It can also be expressed as ::1

IPv6 Subnetting;
The design of the IPv6 address space differs significantly from IPv4. The primary reason for subnetting in IPv4 is to improve efficiency in the utilization of the relatively small address space available, particularly to enterprises. No such limitations exist in IPv6, as the address space available even to end-users is large.
An IPv6 subnet always has 64 bits in its host portion. It therefore has a /64 routing prefix (the 64 most-significant bits). Although it is technically possible to use smaller subnets, they are impractical for local area networks because stateless address autoconfiguration of network interfaces (RFC 4862) requires a /64 address. IPv6 does not implement special address formats for broadcast traffic or network numbers, and thus all addresses in a subnet are valid host addresses.

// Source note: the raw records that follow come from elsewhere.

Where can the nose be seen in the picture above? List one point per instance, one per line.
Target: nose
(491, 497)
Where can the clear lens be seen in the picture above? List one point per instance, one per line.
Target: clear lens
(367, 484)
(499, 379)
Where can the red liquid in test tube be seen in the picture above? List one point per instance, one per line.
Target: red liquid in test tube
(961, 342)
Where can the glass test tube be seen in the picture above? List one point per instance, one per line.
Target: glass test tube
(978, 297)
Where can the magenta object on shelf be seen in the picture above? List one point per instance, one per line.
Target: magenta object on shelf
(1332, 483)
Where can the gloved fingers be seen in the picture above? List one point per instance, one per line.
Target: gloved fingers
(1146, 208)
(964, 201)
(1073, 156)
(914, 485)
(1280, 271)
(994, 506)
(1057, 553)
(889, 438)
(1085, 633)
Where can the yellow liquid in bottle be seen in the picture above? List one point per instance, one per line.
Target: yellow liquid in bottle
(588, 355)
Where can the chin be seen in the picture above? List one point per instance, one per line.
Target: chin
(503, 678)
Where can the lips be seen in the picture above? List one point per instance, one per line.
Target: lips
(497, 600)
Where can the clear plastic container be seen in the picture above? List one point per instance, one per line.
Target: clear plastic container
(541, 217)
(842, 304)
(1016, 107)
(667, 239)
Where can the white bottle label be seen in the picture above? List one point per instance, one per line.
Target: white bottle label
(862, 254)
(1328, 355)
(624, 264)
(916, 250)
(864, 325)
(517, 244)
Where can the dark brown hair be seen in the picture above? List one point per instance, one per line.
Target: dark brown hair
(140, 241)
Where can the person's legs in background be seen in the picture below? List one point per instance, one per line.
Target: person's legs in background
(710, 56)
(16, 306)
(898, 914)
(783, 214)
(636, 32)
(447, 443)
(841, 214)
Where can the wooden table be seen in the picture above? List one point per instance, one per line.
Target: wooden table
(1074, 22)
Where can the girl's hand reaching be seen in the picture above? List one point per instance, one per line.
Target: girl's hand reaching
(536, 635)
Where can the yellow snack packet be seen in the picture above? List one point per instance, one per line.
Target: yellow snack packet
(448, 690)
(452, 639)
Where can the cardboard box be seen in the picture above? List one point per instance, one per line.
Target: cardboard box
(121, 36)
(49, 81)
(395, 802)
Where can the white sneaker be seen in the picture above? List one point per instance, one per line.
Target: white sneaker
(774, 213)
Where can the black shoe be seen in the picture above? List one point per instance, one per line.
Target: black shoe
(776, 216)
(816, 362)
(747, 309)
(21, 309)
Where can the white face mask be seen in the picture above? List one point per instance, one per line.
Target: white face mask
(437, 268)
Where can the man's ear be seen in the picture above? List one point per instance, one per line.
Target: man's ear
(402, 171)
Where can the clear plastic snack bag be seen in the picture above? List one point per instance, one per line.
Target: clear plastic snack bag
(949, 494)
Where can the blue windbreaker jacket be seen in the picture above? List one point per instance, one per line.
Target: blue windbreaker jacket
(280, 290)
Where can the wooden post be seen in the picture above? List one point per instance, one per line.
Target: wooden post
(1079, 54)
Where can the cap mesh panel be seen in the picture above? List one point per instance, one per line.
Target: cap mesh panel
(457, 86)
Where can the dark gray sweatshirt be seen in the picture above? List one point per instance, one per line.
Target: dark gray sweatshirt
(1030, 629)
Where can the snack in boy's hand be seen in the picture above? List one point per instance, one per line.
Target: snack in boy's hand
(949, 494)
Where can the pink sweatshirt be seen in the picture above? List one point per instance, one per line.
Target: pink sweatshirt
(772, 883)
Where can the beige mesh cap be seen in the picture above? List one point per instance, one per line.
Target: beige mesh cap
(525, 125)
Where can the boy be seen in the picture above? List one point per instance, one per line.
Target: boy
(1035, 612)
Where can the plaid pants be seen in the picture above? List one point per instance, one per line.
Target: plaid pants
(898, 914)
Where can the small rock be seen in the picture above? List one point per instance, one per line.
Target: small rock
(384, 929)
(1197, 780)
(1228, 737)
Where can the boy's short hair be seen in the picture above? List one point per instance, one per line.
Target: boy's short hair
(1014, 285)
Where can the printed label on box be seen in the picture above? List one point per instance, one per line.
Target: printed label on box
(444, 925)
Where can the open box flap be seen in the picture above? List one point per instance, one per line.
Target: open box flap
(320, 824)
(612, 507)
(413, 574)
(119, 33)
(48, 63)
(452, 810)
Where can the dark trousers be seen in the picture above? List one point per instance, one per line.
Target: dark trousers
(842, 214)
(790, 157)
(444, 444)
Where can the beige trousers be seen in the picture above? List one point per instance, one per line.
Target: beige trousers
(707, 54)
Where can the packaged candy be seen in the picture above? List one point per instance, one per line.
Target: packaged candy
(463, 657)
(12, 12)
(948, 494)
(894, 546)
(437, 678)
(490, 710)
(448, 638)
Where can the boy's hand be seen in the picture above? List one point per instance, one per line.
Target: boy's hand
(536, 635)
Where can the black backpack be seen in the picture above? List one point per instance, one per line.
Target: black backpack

The recommended allocation for an IPv6 customer site is an address space of 80 address bits (prefix /48), but it may be as small as 72 bits (/56 allocation) for a residential customer network.[4] This provides 65,536 subnets for a site, or at least a minimum of 256 subnets for a residential network. Subnetting in IPv6 is used to route traffic between the global allocation spaces and within customer network between subnets and the larger Internet. Subnetting in IPv6 is also based on the concepts of Classless Inter-Domain Routing and the standard CIDR notation is used with IPv6 addresses.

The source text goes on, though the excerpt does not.